Şimdi, burada, tabii, AKP’nin sivil hayatı kontrol etme derdi var yani bunu başından beri de böyle yapıyor. Bu sorun, okul aile birliklerine kadar inmiş durumda. Bu aileler ile okul arasındaki derneklerde dahi “Bizden yana olsun, bizim kendimizden olsun.” yani tabiri yerindeyse “Yandaş olsun.” anlayışı okul aile birliklerine kadar indirilmiş durumda.

Tabii, sendikal alan boş bırakılır mı? Hele hele memur sendikaları, tümüyle devletin içerisindeki bürokraside, kadrolarda, devlet kadrolarında yer alan memur sendikaları da doğal olarak bundan nasibini almış durumda. Dolayısıyla, bir yandaş sendikacılık, sarı sendikacılık meselesi ortaya çıkmış, bunu çok net bir şekilde görüyoruz. Biz, Amasra Maden Komisyonunda bu sarı sendika meselesini tartıştığımızda ben orada öğrendim ilk defa, bu “Sarı sendika nedir, ne değildir?” deyince. Fransa’da 1899’da işçiler greve çıkıyor, işverenler grevi kırmak istiyor ve desteklediği birtakım işçilere yeni bir sendika kuruyor ve bunları da iş yeri sahası içerisinde sarı boyalı bir binaya taşıyor. İşverenin yanında yer alan, işverenin çıkarlarını gözeten, onlara göre hareket eden; çalışanına, üyesine, emekçisine göre hareket etmeyen, işverenin çıkarlarını esas alan sendikaların hepsine o günden bugüne “sarı sendika” denilmiş.

MUSTAFA ELİTAŞ (Kayseri) – Sarı boyalı binadan dolayı.

ALİ KENANOĞLU (İstanbul) – Evet, sarı boyalı binadan dolayı çünkü işveren o binayı vermiş onlara.

FUAT KÖKTAŞ (Samsun) – Yeleklerinden zannediyorduk.

ALİ KENANOĞLU (İstanbul) – Kendi kurdurduğu sendikaya binayı vermiş, o bina da sarı boyalıymış; sarı sendika hikâyesi oradan başlamış. Ben de tabii, yeni öğrendim.

FAHRİ ÇAKIR (Düzce) – Biz de şimdi öğrendik.

ALİ KENANOĞLU (İstanbul) – Ben sendikacı değilim, ben de o vesileyle öğrenmiş oldum o günden bugüne. İşveren yanlısı, sermaye yanlısı, devletin, iktidarın güdümünde olan sendika demek yani sarı sendika bu anlama geliyormuş.

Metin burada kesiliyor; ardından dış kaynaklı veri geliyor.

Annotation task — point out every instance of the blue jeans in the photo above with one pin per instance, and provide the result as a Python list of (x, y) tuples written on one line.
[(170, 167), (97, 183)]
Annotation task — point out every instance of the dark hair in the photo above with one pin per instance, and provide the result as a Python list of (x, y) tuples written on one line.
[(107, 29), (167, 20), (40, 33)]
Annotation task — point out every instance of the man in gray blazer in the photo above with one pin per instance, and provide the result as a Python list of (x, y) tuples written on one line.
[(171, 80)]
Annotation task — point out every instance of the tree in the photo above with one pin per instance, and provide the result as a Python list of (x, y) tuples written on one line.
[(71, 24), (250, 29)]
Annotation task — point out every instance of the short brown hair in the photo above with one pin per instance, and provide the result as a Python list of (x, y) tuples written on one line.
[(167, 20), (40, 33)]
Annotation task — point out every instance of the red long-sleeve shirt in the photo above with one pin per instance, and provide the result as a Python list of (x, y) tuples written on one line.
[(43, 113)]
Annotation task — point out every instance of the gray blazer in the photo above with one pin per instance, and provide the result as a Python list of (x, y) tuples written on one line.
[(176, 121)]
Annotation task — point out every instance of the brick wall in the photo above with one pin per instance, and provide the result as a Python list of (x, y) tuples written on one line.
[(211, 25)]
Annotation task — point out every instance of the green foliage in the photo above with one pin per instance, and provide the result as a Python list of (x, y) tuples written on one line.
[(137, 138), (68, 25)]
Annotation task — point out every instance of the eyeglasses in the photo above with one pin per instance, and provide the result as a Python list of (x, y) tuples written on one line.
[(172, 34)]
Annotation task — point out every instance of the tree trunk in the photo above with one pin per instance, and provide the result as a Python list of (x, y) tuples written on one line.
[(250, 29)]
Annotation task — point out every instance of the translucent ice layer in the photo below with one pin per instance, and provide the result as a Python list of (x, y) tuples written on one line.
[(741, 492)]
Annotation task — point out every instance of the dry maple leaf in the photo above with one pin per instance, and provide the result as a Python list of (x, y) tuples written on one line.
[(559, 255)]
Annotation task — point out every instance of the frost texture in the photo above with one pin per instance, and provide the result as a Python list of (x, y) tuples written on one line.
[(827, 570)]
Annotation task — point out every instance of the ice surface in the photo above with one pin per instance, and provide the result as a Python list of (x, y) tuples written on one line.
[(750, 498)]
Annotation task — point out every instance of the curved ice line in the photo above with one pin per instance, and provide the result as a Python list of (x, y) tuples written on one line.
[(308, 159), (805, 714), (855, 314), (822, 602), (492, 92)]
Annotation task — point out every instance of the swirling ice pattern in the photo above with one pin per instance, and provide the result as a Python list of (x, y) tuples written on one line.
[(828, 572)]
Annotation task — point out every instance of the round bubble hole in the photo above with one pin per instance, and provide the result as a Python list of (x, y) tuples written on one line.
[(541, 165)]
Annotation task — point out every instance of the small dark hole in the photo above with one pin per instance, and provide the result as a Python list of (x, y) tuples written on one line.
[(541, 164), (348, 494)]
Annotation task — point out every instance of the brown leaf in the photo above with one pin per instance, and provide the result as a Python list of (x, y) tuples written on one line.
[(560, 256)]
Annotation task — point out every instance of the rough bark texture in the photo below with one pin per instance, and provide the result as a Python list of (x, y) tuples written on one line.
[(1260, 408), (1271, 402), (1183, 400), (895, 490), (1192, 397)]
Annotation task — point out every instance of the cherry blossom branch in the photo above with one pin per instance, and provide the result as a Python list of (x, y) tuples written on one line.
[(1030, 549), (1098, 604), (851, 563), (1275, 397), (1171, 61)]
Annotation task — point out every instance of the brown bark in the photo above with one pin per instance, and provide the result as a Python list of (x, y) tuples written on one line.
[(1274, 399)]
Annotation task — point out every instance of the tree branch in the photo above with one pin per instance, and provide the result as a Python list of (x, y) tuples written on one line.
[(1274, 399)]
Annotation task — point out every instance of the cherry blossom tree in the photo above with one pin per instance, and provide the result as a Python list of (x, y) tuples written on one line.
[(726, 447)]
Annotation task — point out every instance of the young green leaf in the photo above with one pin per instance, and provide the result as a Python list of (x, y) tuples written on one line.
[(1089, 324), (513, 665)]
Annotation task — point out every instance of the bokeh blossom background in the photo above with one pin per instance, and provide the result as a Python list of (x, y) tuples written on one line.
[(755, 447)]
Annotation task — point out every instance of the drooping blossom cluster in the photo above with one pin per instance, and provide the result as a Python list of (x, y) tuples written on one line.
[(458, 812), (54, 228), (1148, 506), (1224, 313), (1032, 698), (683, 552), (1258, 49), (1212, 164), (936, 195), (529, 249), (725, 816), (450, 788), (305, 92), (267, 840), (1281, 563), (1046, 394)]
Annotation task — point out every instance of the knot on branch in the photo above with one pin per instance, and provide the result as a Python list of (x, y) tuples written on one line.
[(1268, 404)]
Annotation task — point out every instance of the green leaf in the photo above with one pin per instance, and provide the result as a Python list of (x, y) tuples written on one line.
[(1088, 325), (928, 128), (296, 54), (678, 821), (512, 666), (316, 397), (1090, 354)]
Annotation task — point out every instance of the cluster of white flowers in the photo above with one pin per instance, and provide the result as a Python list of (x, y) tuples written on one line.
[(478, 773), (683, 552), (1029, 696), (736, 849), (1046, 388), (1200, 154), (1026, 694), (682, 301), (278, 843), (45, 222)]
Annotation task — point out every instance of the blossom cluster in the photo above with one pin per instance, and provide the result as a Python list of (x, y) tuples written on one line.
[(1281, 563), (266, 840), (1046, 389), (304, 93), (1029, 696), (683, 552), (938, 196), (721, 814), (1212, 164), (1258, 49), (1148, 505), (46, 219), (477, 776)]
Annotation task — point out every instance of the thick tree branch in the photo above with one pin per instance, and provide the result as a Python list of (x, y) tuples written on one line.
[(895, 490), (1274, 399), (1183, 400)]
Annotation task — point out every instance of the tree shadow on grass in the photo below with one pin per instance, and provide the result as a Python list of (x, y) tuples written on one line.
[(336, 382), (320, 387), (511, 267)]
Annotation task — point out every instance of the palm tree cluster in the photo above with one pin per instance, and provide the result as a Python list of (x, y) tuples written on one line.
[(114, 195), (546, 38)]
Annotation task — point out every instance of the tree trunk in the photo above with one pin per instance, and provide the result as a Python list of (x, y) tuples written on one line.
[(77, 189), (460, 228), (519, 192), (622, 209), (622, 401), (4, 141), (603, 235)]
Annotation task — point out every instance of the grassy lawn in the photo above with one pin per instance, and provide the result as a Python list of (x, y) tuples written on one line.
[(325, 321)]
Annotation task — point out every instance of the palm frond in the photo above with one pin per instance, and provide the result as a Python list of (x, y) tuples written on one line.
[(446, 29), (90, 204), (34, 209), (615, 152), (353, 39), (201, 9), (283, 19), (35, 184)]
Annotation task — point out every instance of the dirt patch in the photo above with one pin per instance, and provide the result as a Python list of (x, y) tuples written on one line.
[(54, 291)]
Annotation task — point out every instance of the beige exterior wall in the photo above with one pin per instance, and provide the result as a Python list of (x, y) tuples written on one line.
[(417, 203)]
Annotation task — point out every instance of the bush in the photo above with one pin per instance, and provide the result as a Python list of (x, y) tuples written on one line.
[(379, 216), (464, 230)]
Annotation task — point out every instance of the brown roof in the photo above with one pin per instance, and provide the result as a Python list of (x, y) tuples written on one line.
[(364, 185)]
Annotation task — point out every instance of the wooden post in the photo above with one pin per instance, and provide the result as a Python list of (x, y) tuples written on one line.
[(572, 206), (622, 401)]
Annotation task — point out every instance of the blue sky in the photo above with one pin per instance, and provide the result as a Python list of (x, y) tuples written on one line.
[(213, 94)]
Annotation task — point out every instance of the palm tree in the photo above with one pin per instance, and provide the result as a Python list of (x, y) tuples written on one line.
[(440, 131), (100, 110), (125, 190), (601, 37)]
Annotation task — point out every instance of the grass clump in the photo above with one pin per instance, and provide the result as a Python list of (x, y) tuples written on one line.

Şimdi, tabii ki sendikanın kendi üyelerinin yani memursa memurların, işçiyse işçilerin haklarını korumak üzerine kurulu olması gerekiyor. Şimdi, burada sendikalar bir yarış yapacaksa, sendikacılar kendi arasında bir tartışma yaşayacaksa bunun grev ve toplu iş sözleşmesi yapma hakkını elde etmek üzerine kurulu olması gerekiyor. Ama ne ilginçtir ki şöyle bir şey var: Bir kıskanç komşu hikâyesi vardır. Eminim, birçoğunuz biliyorsunuzdur, kıskanç komşu hikâyesi şöyledir: Kıskanç, çekemez, fitne fesat bir komşu var. Bu, bütün komşularına karşı, özellikle de yanındaki komşuya karşı böyle bir duygu besliyor. Sonra, rivayet bu ya, işte Hızır bir gün bu komşuya ayan oluyor, beyan oluyor ve “Söyle, benden ne istersin? Ama bir şartım var, benden ne istersen onun 2 katını komşuna yapacağım, ona göre iste benden.” diyor. Bu kıskanç, fitne, fesat komşu diyor ki: “Benim bir gözümü kör et.” Niye? Çünkü komşusunun iki gözünü kör edecek.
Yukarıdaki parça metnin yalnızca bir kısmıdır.